I would suggest that this section should be read carefully and read several times over. The main job of Social Work England is to protect the public from social workers. It is implicit in sub-section 2(a) that Parliament believes social workers to be a potential source of harm to the public. The regulator’s job is to manage that risk. Parliament’s view is that the social work profession is something which must be managed, to keep the risk of harm to the public within acceptable levels.
It is worth looking at the absences from the over-arching objective too. What are the things which the regulator is not concerned about? Subsection 2(c) requires the maintenance of an irreducible minimum standard of professional standard, but anything above and beyond that, is not part of the body’s brief.
Under section 41, the regulator is responsible for determining and publishing professional standards, but this is subject to two important provisos. The first is that any such standards are subject to mandatory prior approval by the Secretary of State. The foundations for political control of the profession are therefore laid. It remains to be seen, whether that ability to create a politicised social work profession will be taken up by a future administration. It is a dangerous weapon to have laid on the desk when you leave office.
The second point, is about what the Act does not say that the regulator is responsible for. You will search the Act in vain for words such as leadership, inspiration, research and disseminating new learning. That is simply not Social Work England’s job.

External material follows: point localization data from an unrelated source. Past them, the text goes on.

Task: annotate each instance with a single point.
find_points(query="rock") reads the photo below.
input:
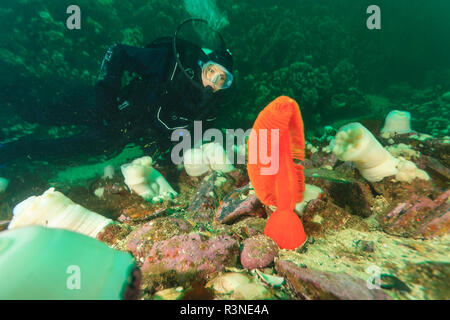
(113, 233)
(249, 227)
(397, 191)
(318, 285)
(191, 256)
(419, 217)
(169, 294)
(239, 203)
(141, 240)
(366, 246)
(437, 171)
(237, 286)
(347, 193)
(321, 160)
(322, 215)
(206, 199)
(258, 252)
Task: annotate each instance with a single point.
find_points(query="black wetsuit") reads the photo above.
(159, 99)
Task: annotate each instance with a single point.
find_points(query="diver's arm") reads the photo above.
(120, 58)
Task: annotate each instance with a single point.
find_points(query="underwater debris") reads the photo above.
(3, 184)
(191, 255)
(312, 284)
(169, 294)
(258, 252)
(108, 172)
(419, 217)
(141, 239)
(239, 203)
(237, 286)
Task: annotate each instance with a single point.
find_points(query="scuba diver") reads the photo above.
(176, 82)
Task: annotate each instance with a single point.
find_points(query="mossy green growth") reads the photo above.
(46, 263)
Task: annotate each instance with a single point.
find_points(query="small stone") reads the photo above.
(318, 285)
(239, 203)
(141, 239)
(258, 252)
(419, 217)
(366, 246)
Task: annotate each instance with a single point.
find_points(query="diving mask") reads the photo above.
(216, 75)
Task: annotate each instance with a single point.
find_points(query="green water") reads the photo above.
(319, 52)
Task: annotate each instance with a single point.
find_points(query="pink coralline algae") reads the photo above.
(192, 254)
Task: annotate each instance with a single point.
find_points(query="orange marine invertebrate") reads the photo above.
(278, 136)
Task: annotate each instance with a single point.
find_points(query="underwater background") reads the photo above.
(319, 53)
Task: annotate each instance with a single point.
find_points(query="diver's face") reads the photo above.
(213, 76)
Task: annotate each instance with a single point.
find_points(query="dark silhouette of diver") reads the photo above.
(176, 82)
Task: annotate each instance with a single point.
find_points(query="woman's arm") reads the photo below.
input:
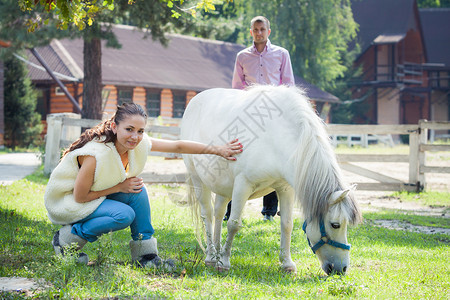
(85, 179)
(189, 147)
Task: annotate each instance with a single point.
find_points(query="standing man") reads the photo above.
(262, 63)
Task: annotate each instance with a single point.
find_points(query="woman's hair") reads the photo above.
(104, 128)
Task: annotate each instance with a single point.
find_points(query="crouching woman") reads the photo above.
(95, 188)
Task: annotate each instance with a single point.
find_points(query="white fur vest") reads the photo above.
(109, 171)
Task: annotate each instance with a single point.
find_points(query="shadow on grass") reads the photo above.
(254, 255)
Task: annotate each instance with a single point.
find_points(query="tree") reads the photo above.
(316, 33)
(433, 3)
(22, 123)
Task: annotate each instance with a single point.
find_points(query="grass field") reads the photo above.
(385, 263)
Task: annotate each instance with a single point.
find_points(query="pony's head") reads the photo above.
(327, 235)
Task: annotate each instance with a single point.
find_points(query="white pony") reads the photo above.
(286, 149)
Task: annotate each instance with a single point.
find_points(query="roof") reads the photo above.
(382, 21)
(187, 63)
(436, 30)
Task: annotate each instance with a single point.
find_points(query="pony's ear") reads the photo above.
(338, 196)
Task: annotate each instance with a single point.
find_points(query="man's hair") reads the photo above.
(260, 19)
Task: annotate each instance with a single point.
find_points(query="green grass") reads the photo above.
(386, 264)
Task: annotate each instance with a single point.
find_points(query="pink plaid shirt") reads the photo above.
(272, 66)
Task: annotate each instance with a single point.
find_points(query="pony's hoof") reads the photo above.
(290, 269)
(210, 263)
(222, 269)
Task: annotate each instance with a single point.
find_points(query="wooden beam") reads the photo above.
(371, 129)
(369, 174)
(372, 158)
(429, 147)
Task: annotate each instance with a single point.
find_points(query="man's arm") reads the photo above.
(238, 81)
(287, 75)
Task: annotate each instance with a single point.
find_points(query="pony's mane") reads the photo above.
(318, 174)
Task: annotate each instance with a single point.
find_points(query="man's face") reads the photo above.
(260, 33)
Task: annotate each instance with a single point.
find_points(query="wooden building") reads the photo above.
(397, 62)
(161, 79)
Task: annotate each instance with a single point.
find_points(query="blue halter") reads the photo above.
(324, 239)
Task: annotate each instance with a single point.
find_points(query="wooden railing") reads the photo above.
(63, 129)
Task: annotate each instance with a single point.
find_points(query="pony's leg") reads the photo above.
(220, 207)
(286, 202)
(203, 195)
(241, 193)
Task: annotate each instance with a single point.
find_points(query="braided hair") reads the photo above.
(104, 128)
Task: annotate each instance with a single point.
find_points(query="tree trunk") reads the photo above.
(92, 84)
(2, 111)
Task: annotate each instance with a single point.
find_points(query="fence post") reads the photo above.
(51, 158)
(423, 138)
(414, 157)
(55, 133)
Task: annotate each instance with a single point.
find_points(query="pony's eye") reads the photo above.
(336, 225)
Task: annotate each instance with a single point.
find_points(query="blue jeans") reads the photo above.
(118, 211)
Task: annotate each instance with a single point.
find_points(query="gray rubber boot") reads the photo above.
(64, 238)
(145, 253)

It is simply required to hold a line, fixed at the lowest acceptable common denominator and to intervene with anyone who may cross that line.
We must conclude is that social workers are to be the regulated and not the regulators in this relationship. On 4 June 2018, Nadhim Zahawi MP made a written statement to Parliament about Social Work England. In a footnote to that statement he refers to the Social Work England Advisory Group, describing BASW’s membership as being ‘service users’. The position of the profession is quite clear; you are controlled by the regulator, not the other way around. If you seek further evidence look at the advertised vacancies on the Social Work England web site. Try to find posts which require social work qualifications. At the date of writing, there was only one advertisement, for three qualified social workers to assess overseas courses, experience and qualifications and their equivalence with the UK.
Given that the overarching task of the regulator is the protection of the public, it is more surprising that there is no lay representation on the board. No voice for those who are being protected. Perhaps the professional functionaries do not wish to share the table with those who need social work help? Perhaps the Secretary of State wishes to confine membership to those who are tried and trusted? It is unlikely these questions will ever be answered.
The final point is that, with the regulator having confined itself to policing minimum standards, the fields of leadership, development and improvement stand empty and fallow. There is still scope for the profession, through its professional bodies, to take control of its future direction of travel. Social work is quickly passing the fork in the road, where the paths to independence and state-control diverge. The latter is a smooth and well-made route which requires no effort whatsoever; the former is unmade and often uncomfortable and may require everyone to get out and push. Is the destination worth the effort?